The most fundamental act of empowerment is to treat each other with respect
“‘Ephphatha!’ (Be opened!) and immediately the man’s ears were opened, his speech impediment was removed, and he spoke plainly.”
I have always considered this healing miracle as one with “cinematic flair.” Imagine the crowd begging Christ to heal the deaf man with a speech defect, and amid these pleas, he withdraws with the man to heal him in private.
Christ then performs the healing ritual, raises his eyes to heaven, utters (groans) a prayer or plea, and declares the man healed.
Steps to empowerment
It is a dramatic, moving moment. Here are three points to reflect on in this story, or what we can call the steps to empowerment.
One, Christ empowers in a very personal way. Two, he does what is needed, the ritual actions and the intercession. Three, he declares, or as we often say, he claims.
Empowerment as a very personal act is something we need to understand better and appreciate deeper. We cannot empower in a detached way, i.e., we have to enter into a relationship with the one we empower.
We see this in the very personal relationships we have in our families, work teams, friends, etc. Beyond this personal circle, it is still possible to do this.
Last week, I mentioned the experience of Tulong-Dunong, in which high school seniors, through a yearlong weekly tutorial with eight students in Grade 6, develop a personal relationship with these kids. This “gives poverty a face” for these high school seniors.
In an even broader context, it is relating with others based on our shared humanity. In Filipino, it is “pakikipagkapwa-tao”—relating and dealing with everyone, regardless of status, personal beliefs, etc.
The late Fr. Howard Gray, SJ, mentioned, in one of his talks, how he developed a natural respect for people as unique human beings. He told the story of his grandmother, whom he asked, when he was 7, how babies came into the world.
His grandmother stopped what she was doing, sat down with him, and explained, in a very respectful way—not “baby talk”—how babies were conceived and born.
That made a very deep impression on him and became his gold standard of how people are to be treated with respect.

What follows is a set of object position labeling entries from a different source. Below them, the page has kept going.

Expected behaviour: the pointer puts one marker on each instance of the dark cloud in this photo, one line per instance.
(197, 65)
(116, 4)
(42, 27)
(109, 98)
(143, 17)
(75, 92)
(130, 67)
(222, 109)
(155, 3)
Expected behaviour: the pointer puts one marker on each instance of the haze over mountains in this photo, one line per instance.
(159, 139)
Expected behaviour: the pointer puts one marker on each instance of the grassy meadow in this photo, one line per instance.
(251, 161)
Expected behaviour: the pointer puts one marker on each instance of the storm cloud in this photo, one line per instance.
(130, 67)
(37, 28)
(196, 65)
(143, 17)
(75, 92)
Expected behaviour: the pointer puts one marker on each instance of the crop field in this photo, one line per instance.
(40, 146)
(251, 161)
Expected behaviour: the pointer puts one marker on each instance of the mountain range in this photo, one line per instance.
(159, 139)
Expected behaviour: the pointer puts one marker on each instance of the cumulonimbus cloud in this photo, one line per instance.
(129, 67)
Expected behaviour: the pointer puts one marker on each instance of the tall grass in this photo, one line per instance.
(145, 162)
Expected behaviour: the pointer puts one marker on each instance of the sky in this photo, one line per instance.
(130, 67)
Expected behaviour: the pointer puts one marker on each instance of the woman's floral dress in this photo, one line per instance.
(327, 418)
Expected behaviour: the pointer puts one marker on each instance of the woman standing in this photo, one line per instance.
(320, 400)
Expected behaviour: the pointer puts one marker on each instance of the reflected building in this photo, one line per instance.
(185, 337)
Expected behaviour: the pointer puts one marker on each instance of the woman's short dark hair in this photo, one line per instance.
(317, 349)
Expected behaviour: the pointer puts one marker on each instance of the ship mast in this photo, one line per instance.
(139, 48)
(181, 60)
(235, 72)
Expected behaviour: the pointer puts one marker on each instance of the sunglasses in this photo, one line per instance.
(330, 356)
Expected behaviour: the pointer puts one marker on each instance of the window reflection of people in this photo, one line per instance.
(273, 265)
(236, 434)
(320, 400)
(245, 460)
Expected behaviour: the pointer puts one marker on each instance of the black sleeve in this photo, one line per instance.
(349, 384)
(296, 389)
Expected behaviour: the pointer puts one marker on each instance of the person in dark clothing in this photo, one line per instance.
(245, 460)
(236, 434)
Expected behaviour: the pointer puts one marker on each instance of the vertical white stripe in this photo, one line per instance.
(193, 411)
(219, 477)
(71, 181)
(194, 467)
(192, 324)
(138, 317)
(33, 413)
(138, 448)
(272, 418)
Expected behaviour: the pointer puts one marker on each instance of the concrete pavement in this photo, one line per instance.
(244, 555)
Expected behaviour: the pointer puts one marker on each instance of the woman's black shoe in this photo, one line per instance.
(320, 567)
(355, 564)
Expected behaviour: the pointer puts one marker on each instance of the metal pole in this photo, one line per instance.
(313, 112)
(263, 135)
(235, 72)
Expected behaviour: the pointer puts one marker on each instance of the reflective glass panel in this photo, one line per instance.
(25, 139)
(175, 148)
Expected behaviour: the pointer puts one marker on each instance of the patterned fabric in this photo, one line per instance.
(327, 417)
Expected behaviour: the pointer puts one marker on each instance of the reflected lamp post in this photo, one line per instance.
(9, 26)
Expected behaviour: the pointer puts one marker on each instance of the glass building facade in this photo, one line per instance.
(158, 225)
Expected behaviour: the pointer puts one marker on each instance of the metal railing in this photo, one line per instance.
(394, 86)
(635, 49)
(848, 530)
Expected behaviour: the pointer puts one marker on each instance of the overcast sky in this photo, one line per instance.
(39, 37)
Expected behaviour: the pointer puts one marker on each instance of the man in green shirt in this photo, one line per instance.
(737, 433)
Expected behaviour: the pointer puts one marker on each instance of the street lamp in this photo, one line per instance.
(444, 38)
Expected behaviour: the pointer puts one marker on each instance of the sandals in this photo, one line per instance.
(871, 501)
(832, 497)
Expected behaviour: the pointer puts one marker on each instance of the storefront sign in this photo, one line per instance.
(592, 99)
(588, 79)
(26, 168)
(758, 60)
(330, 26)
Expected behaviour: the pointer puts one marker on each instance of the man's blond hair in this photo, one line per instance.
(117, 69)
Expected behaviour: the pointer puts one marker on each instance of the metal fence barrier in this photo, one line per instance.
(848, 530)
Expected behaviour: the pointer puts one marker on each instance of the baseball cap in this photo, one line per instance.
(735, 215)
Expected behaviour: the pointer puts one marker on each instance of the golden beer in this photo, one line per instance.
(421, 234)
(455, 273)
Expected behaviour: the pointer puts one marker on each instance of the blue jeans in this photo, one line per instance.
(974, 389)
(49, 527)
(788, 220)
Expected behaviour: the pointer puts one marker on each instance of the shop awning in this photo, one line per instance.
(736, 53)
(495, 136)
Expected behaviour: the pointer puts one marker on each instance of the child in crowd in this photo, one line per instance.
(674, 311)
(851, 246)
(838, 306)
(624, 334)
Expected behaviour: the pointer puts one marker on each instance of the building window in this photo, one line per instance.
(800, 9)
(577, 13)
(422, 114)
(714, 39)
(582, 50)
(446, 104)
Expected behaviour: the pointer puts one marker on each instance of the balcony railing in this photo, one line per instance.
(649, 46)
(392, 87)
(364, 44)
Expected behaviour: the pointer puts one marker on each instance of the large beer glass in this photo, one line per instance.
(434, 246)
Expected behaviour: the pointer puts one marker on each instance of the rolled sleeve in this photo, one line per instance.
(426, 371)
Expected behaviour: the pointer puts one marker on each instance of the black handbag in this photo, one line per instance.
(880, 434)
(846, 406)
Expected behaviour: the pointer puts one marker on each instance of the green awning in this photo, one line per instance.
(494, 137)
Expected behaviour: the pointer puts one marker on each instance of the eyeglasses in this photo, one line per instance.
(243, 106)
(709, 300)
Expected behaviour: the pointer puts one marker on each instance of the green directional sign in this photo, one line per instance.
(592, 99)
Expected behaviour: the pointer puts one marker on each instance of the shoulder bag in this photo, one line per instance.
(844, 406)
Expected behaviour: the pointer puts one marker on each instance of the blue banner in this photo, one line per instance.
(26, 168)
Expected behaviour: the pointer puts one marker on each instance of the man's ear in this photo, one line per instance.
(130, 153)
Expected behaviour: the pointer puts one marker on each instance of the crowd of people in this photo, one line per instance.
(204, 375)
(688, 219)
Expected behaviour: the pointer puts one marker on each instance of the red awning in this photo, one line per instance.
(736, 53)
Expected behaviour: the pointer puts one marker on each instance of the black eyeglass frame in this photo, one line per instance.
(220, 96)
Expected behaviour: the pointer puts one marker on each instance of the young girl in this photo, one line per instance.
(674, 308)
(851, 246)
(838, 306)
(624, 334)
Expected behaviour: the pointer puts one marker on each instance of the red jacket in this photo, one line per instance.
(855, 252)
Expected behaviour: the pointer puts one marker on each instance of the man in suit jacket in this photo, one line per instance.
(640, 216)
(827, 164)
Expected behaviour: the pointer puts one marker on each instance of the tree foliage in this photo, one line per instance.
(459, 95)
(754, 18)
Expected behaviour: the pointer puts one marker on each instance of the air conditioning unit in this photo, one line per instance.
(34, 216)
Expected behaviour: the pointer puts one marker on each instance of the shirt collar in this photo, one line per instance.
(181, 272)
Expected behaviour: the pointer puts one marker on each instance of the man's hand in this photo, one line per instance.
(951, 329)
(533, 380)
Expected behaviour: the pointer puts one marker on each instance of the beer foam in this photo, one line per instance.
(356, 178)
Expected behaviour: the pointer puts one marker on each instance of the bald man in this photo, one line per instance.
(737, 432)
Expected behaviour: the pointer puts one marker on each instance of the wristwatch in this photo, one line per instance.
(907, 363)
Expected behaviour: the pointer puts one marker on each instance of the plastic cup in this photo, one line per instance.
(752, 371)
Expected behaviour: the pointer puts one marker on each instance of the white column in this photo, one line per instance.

The most fundamental act of empowerment is to treat each other with respect, that we all have one shared humanity, and we enter this common ground, “pakikipagkapwa-tao.”
Prayer and action
Only after this are we able to do what is needed—prayer and action. This is the linchpin of the process. Action that comes from prayerful discernment is always empowering.
In the end, all graces are expressed in deeds, through acts of love and service. As St. Ignatius of Loyola put it, “love is best expressed in deeds” that empower people, giving them the freedom to choose and choose rightly.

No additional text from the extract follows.